= Amilcar Ferreira =

Paraguayan economist and politician (born 1971)

Amilcar Ferreira Acosta (born May 9, 1971) is a Paraguayan economist and politician. He is a member of the Encuentro Nacional party in Paraguay. Ferreira was a candidate for senator in 2022.

==Early life==
He was born in Yuty, Caazapá. He studied at the Universidad Nacional de Asuncion and the Organization of American States. He graduated with a master's degree in business administration from the INCAE Business School.

==Professional life==
He has a consulting firm, named Consultora SEI-Soluciones Empresariales Inteligentes.

===Economist===
As an economist, he has had his opinion on several economy subjects published. For example, he thinks that Paraguay's middle-class does not have a unique definition.

In 2016, he was of the opinion that Venezuela had a legitimate claim over some payments that Paraguay owed Venezuela's government-owned petrol company, PDVSA.

Other subjects that he has touched upon publicly as an economist are the ongoing situation involving Petropar, a Paraguayan petrol company, and their buying oil at cheaper prices: "I hope they (the sellers) are not lying to Petropar's president", he expressed in September 2023.

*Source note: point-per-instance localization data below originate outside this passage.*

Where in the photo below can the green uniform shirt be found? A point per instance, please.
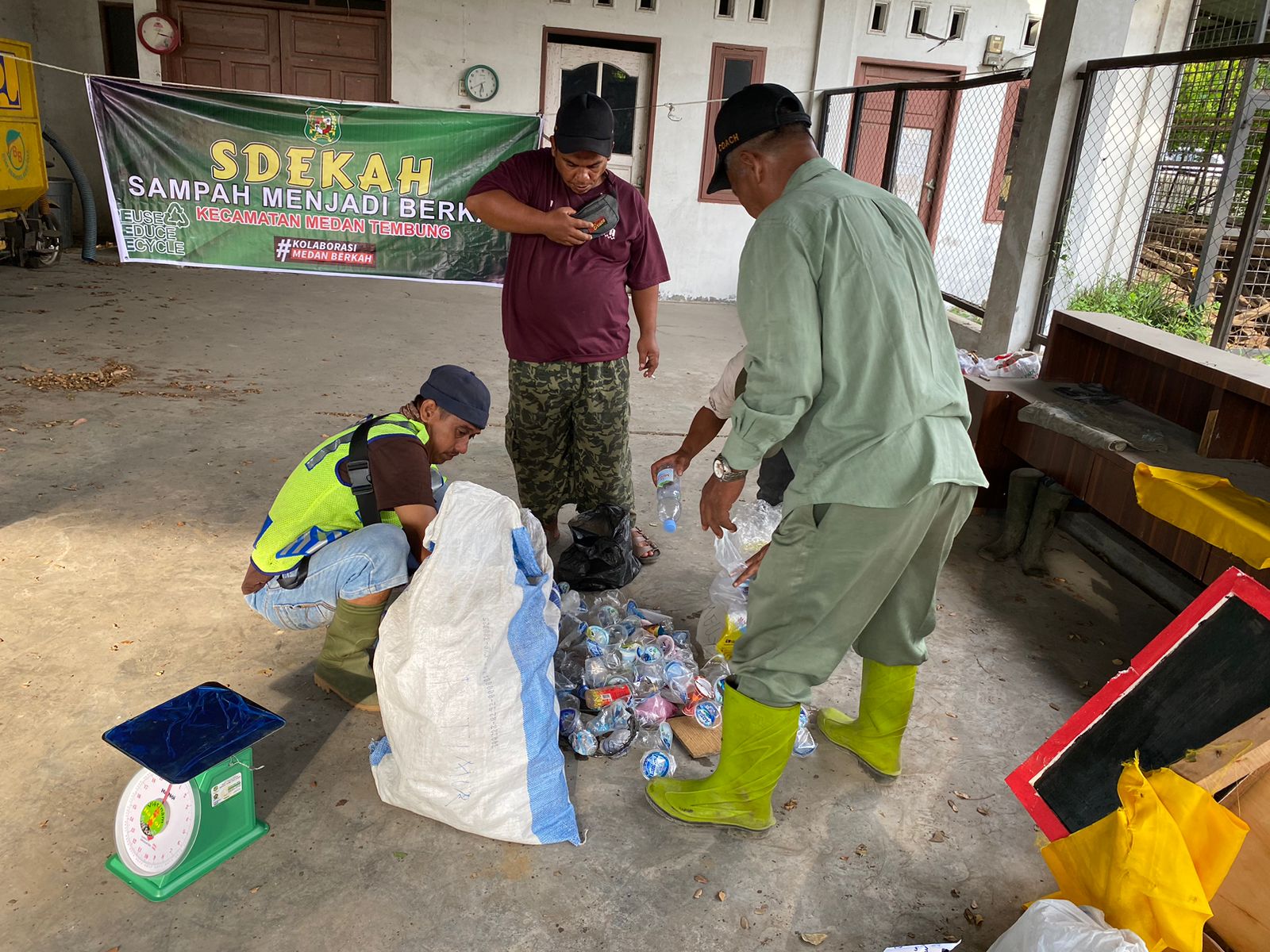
(850, 359)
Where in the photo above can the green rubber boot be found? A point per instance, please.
(344, 666)
(757, 742)
(886, 702)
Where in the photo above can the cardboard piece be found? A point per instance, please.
(1230, 758)
(698, 740)
(1241, 916)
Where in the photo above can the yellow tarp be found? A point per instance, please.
(1153, 865)
(1208, 507)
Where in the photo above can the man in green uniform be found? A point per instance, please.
(347, 526)
(851, 365)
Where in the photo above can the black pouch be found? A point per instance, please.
(601, 555)
(602, 215)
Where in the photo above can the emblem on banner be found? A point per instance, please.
(321, 125)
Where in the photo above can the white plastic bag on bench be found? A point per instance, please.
(1058, 926)
(465, 679)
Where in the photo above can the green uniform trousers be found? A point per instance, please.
(568, 433)
(840, 577)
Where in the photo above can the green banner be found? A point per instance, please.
(226, 179)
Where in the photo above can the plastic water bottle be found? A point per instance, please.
(668, 499)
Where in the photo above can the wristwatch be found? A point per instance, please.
(725, 474)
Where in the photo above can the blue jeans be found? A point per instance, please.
(375, 559)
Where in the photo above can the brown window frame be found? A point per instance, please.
(997, 177)
(719, 54)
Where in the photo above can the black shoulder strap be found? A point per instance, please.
(360, 473)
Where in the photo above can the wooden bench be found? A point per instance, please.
(1210, 406)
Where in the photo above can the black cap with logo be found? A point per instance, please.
(584, 125)
(749, 113)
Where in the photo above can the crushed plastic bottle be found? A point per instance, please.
(657, 763)
(583, 743)
(804, 744)
(670, 499)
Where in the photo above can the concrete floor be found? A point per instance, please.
(122, 543)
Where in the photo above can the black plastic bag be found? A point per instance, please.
(601, 555)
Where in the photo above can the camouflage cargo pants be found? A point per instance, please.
(568, 435)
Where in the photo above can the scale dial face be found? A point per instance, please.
(156, 824)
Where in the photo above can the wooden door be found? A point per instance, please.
(264, 48)
(925, 144)
(622, 79)
(334, 56)
(225, 46)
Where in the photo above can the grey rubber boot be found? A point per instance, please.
(1019, 505)
(1052, 499)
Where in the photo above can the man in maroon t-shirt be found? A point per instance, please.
(567, 314)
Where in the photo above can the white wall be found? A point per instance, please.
(433, 44)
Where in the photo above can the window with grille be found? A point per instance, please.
(918, 19)
(878, 21)
(732, 69)
(1033, 31)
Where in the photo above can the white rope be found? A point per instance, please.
(670, 107)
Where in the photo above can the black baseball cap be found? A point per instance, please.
(584, 125)
(459, 391)
(747, 113)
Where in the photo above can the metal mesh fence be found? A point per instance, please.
(1164, 167)
(946, 149)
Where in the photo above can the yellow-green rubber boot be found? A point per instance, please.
(757, 742)
(344, 666)
(874, 736)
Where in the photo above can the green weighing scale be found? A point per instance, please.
(192, 804)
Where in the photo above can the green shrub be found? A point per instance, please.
(1149, 302)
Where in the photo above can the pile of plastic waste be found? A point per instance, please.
(622, 673)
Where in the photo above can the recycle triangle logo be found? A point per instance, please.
(177, 217)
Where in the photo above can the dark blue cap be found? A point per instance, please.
(459, 391)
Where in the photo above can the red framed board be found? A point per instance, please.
(1204, 674)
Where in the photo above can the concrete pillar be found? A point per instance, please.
(1073, 33)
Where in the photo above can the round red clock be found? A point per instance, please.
(159, 33)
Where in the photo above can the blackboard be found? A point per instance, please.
(1206, 674)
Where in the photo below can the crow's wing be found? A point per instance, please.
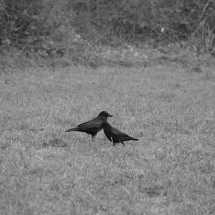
(94, 123)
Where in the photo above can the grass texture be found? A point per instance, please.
(170, 170)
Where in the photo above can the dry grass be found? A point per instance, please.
(170, 170)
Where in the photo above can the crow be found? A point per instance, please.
(115, 135)
(93, 126)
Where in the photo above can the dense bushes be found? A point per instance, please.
(38, 24)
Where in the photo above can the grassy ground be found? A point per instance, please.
(170, 170)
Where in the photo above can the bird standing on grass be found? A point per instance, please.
(115, 135)
(93, 126)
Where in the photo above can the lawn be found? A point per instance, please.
(170, 170)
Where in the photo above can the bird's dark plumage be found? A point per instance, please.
(93, 126)
(115, 135)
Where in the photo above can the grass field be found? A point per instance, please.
(170, 170)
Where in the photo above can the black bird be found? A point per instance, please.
(93, 126)
(115, 135)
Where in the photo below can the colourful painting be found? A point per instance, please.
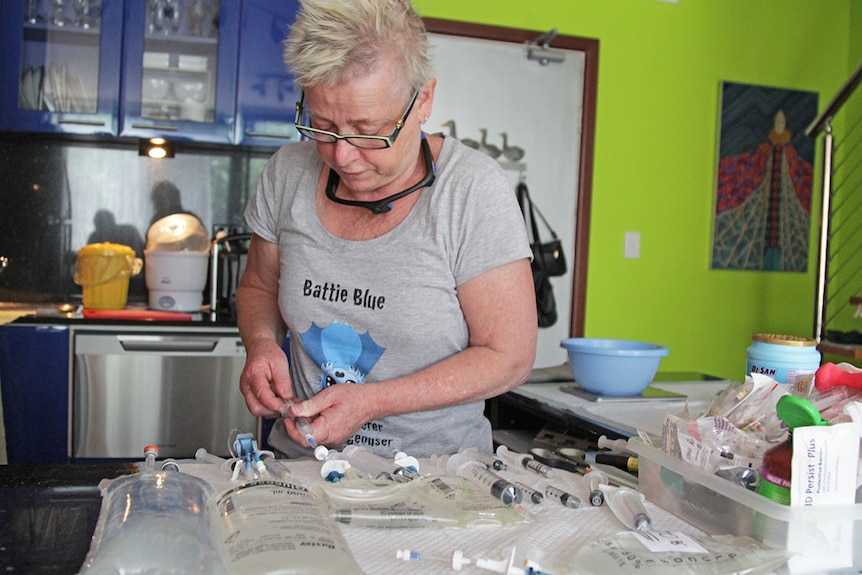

Ferreira has in the past been optimistic about Paraguay's economic future. His opinion about the country's economy for 2023 was a positive one, as he expected it to improve due to an increase in production in the South American country.

===Political career===
According to him, Ferreira was invited to a meeting by three politicians, Soledad Núňez, Fernando Camacho and Kattya González, to join their party and run for senator.

==Personal life==
Ferreira is married and has two kids.